On 12/01/2022 18:48, Sven Barth via fpc-devel wrote:
[2] From the users view "random", in that the user can not predict
all
the factors that will affect the selection.
Currently the user must be prepared for the latter.
No, it is deterministic, it's simply different from a native
x86_64-linux compilation or one from Win32 as mentioned above and that
is bad.
You completely missed the point.
I was NOT comparing Win vs Linux
I wrote
And this is not comparing the behaviour between the Linux and Windows
exe (both 64 bit). I agree that different behaviour must be expected.
This is the behaviour between compiling the same code, with the same
compiler, several times for the same target win-64.
Note the 2nd line.
- The exact same pascal code
- The exact same 32-bit ppcx64.exe
- the exact same target: Only compiling to 64-bit Windows exe
Changing only compiler options (e.g. optimizations), could possible
trigger a behavioural change in the resulting exe.
Because some calculation changed between being compiled to run-time or
compile-time.
=> ok, I have not deep enough insight into the optimizer, maybe
constant-propagation is 100% independent of any option passed to the
compiler.
Maybe constant-propagation will be the same at a levels of optimization....

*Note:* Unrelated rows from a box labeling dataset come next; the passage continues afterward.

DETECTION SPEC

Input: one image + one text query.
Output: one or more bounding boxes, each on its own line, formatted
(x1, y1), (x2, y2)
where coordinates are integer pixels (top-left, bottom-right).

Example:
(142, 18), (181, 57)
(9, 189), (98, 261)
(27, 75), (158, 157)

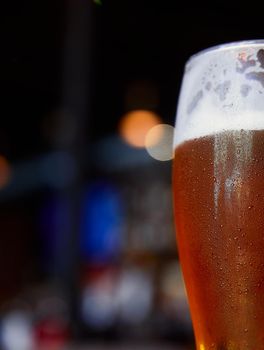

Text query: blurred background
(0, 0), (263, 350)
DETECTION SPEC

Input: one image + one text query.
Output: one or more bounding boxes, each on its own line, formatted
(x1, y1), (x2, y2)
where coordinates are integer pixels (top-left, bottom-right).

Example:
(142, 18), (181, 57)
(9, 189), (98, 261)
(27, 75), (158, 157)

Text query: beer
(173, 41), (264, 350)
(173, 130), (264, 350)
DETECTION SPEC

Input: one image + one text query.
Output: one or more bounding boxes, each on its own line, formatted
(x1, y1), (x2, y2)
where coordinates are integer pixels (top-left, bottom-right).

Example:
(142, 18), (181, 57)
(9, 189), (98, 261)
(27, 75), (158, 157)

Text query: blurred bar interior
(0, 0), (262, 350)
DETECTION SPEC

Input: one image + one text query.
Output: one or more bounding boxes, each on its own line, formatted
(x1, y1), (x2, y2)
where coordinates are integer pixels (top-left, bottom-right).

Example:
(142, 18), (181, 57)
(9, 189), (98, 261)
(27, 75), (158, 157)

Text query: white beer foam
(174, 41), (264, 147)
(174, 108), (264, 148)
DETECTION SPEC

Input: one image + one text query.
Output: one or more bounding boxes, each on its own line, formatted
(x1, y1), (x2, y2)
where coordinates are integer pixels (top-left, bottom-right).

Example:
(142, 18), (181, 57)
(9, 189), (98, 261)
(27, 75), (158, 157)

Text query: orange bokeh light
(119, 110), (161, 148)
(0, 155), (11, 189)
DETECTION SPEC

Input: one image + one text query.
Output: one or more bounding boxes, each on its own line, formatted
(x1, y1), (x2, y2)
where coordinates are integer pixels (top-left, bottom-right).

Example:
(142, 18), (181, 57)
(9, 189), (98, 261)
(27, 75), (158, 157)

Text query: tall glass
(173, 40), (264, 350)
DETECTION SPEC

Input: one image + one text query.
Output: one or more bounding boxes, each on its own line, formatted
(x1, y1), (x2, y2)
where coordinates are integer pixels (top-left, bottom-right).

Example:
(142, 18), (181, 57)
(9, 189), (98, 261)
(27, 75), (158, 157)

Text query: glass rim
(186, 39), (264, 65)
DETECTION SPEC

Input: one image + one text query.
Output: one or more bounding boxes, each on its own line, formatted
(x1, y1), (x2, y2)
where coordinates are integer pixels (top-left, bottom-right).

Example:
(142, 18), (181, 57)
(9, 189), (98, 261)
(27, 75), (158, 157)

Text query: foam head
(174, 40), (264, 147)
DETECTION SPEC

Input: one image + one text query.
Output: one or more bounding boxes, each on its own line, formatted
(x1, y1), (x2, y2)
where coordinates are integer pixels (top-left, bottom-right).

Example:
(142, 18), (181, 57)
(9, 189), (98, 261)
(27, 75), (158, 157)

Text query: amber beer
(173, 41), (264, 350)
(173, 130), (264, 350)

But, also none functional changes such as
const c = extended(1.234567997807)
var a, b: extended;
begin
a := c;
...
b := c + a;
changed to
b:= c+c;
This is still the same code. There is no reason for a user to assume the
result should change.
But, depending on the code in between, I have seen cases were "c+a" was
done run-time.
While "c+c" should be compile time.
So, maybe it's not byte by byte the same pascal code. But from a
functional point of view, it is the same code.